Although I have licensed copies of Mathematica, Mathcad, and Maple, my favorite grapher is Winplot. Plots are easy to create and highly customizable. Winplot handles parametric, polar, and implicit 2D graphs and wireframe 3D plots, with numerous other nifty features.

Winplot is one of several clever programs written by Rick Parris of Phillips Exeter Academy. You can download his free programs from


Another under-utilized program is Markus Hohenwarter's GeoGebra. If you ever wanted to use (or are using) Geometer's Sketchpad or Cabri, you might want to give this one a try. Like GS or Cabri, GeoGebra allows you to make a geometric construction based on points and/or lines of your choice, then shows you how the constructed object changes as you use the mouse to alter the defining points or lines.

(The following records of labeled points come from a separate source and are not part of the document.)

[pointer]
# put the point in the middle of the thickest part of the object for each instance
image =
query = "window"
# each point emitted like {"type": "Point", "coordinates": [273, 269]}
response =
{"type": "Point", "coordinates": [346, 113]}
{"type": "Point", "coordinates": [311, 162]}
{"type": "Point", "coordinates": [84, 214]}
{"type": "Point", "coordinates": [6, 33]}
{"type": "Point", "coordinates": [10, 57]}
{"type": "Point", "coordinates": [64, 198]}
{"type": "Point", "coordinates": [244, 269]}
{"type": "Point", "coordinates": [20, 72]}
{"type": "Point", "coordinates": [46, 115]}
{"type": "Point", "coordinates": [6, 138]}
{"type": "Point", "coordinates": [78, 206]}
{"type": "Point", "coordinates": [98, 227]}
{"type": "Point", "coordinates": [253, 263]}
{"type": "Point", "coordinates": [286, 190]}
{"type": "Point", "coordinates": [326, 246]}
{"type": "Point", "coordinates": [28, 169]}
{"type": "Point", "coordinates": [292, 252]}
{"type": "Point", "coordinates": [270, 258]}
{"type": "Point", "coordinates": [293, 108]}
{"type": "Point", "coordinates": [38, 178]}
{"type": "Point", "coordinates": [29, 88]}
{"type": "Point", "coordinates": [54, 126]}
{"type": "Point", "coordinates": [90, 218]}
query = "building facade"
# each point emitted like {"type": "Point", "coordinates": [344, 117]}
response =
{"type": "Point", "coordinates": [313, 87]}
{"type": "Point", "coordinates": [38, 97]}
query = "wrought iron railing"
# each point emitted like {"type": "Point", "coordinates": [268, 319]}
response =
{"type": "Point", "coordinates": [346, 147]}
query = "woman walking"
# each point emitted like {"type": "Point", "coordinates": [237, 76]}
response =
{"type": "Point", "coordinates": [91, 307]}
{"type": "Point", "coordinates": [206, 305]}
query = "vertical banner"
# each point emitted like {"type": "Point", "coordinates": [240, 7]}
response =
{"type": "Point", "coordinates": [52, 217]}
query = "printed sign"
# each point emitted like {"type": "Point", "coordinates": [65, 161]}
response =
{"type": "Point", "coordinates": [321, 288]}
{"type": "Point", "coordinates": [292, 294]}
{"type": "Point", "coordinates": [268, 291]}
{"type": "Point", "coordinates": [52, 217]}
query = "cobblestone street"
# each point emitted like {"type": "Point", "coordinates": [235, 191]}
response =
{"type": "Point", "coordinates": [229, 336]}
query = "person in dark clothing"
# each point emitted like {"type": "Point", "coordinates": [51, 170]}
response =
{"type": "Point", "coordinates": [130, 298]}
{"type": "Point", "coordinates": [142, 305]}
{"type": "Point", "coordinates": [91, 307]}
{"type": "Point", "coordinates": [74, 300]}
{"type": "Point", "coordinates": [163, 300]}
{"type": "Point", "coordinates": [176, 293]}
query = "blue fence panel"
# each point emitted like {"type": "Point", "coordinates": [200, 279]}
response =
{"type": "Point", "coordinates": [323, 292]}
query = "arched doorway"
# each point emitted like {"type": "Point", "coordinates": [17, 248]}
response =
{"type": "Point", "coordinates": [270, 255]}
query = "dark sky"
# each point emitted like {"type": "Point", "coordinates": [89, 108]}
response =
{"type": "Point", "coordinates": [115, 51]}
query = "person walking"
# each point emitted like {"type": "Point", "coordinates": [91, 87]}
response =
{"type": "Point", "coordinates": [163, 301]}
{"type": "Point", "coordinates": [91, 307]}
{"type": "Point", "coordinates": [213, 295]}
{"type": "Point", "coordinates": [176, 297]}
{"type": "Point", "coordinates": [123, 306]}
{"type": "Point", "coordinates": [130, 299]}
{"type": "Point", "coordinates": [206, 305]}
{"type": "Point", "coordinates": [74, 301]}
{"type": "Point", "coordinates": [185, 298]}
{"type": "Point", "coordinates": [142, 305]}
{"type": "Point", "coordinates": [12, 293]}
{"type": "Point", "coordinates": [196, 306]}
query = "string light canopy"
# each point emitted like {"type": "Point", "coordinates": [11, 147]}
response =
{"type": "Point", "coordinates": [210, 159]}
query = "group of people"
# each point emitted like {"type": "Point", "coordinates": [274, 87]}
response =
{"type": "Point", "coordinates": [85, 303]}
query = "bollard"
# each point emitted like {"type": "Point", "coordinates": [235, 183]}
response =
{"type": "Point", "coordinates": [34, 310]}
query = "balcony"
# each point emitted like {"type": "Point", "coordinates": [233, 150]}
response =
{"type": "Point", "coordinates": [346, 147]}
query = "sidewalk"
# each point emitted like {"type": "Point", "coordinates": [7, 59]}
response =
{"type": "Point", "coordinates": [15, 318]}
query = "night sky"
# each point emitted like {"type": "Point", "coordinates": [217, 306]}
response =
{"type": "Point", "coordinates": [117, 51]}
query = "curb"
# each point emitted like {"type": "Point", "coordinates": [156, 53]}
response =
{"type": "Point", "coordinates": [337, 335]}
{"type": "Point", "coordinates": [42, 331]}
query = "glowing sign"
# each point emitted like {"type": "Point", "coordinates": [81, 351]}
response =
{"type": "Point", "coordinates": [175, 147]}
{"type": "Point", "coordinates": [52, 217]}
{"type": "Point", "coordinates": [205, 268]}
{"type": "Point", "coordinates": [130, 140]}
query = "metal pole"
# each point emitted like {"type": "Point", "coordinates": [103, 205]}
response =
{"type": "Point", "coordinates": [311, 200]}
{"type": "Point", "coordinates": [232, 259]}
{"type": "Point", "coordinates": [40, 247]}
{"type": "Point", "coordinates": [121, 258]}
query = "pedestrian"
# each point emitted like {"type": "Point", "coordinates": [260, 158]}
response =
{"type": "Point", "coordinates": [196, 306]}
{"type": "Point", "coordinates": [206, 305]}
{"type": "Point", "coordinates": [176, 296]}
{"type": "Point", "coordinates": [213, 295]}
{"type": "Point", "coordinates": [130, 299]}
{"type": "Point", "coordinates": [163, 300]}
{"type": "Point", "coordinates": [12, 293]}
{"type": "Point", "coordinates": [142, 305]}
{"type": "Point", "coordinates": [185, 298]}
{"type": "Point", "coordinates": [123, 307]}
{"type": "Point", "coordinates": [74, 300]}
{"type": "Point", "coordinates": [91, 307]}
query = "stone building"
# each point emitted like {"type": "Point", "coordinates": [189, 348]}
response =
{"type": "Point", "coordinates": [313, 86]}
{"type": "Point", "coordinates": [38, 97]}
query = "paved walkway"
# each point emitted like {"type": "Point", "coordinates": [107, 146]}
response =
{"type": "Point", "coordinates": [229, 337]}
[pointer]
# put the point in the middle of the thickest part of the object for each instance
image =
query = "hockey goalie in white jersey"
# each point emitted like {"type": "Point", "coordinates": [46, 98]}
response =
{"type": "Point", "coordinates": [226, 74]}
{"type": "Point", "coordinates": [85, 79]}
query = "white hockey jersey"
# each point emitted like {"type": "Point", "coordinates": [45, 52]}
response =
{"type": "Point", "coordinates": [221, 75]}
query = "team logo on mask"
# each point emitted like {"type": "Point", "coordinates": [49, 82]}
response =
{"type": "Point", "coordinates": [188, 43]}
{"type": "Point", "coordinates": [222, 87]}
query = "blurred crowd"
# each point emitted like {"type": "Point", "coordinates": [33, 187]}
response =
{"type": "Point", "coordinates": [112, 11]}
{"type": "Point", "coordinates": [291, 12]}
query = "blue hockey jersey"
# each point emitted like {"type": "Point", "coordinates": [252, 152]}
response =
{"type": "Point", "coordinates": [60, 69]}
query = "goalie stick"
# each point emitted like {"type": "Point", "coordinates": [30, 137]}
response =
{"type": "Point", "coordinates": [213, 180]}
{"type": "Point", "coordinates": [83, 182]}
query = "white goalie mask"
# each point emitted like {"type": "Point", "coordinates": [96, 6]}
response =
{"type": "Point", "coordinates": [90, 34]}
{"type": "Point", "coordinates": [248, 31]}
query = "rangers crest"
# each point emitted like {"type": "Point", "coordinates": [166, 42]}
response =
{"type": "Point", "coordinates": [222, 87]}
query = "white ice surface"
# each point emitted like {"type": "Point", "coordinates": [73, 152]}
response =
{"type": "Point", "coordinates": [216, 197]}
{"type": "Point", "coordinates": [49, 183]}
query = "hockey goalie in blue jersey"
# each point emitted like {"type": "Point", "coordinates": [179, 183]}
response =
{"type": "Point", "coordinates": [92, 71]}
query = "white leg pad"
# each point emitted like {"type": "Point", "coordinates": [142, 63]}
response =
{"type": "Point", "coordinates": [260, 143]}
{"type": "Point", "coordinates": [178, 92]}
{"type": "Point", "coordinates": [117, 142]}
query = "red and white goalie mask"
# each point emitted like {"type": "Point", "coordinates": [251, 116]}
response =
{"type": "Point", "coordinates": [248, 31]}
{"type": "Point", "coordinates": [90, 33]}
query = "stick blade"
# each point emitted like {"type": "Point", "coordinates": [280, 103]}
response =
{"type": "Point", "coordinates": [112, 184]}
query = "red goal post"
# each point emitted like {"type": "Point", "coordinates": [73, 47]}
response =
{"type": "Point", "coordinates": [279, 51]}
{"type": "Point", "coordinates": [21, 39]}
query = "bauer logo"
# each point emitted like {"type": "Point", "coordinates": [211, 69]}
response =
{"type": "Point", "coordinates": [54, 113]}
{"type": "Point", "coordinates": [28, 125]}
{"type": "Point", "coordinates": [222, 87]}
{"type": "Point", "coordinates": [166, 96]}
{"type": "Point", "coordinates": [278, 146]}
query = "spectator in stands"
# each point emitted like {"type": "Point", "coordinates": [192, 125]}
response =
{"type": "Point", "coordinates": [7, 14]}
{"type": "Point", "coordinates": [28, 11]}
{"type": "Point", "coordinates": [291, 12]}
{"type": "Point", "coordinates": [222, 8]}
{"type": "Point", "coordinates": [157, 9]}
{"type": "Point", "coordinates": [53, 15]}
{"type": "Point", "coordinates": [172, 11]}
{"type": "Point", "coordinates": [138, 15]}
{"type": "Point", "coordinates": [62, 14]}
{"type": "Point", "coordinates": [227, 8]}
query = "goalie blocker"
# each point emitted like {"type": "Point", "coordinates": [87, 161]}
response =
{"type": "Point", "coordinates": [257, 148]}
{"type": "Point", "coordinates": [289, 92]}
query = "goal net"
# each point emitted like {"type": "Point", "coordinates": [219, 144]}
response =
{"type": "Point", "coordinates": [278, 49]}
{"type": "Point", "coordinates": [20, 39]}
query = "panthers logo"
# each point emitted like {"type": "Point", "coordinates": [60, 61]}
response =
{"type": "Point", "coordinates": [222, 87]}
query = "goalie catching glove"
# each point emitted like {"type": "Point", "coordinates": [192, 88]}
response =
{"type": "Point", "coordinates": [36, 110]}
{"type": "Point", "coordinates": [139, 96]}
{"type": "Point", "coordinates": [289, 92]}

But unlike GS or Cabri, GeoGebra also has an algebra window that records the algebraic representation of the geometric objects. You can either modify an algebraic definition and watch in real-time the change in the figure, or alter the figure and see how parameters change in the algebraic description.

Read more about GeoGebra in articles in the online journal Loci ( and, or download the free program directly from .

Flash Forum

Barbara Kaskosz and Doug Ensley's Flash Forum has lots of clever applets for free download or use online. I particularly like the "Visualizing Regions for Double Integrals" ( by Barbara and Lewis Pakula. You enter the limits of a double integral (in rectangular or polar coordinates) and the appropriate region is sketched. Or you can ask for a practice problem, and you are given a region for which you need to determine the coordinate system and corresponding limits to define it.

The Flash Forum also has a 3D function plotter, and graphers for surfaces defined parametrically in rectangular, cylindrical, or spherical coordinates (

But my favorite applet is "Terminate the Terminator!", ( a game to introduce radian measure and polar coordinates. It was originally created by my colleague Bob Martinez in Mathcad, but the online version is in Flash.

Sunday, October 4, 2009

Algebra Success at Pierce

Algebra Success at Pierce (ASAP) is a program that allows students to take both elementary algebra and intermediate algebra in one semester.

Whereas our school (and state) typical success rate is around 50% in each of the two courses, Kathie Yoder has had a 70% success rate at getting students through both classes in one semester.

Her students score higher on the department's standardized intermediate algebra exit exam than students in the regular or online intermediate algebra classes.

In addition to having an exceptional teacher, the students in ASAP have several advantages over their peers in other intermediate algebra classes. ASAP students are all enrolled in both elementary algebra and intermediate algebra (5 units each), Personal Development 40 (3 transferable units taught by counseling faculty), and a 1-unit math study skills course. (Yes, the students meet with Kathie for more than 2.5 hours per day, 4 days per week.) The students are not permitted to enroll in other classes during that semester.

In other words, they are immersed in math for the semester.

The course materials are written by Pierce faculty, designed specifically for this course. There is a Supplemental Instruction (SI) leader who holds study sessions outside the assigned class hours.

Pierce has also had students in a Learning Community experiment that had prealgebra, elementary algebra, or intermediate algebra, teamed with the PD 40 class and 1-unit of study skills. Results were not consistently better than for students in ordinary sections of those courses.

We have had previous experiments with SI leaders in algebra classes, but again with no convincing evidence of effectiveness.

This semester we have a second section of ASAP, and the new instructor, Jenni Martinez, reports very encouraging success on the first two exams.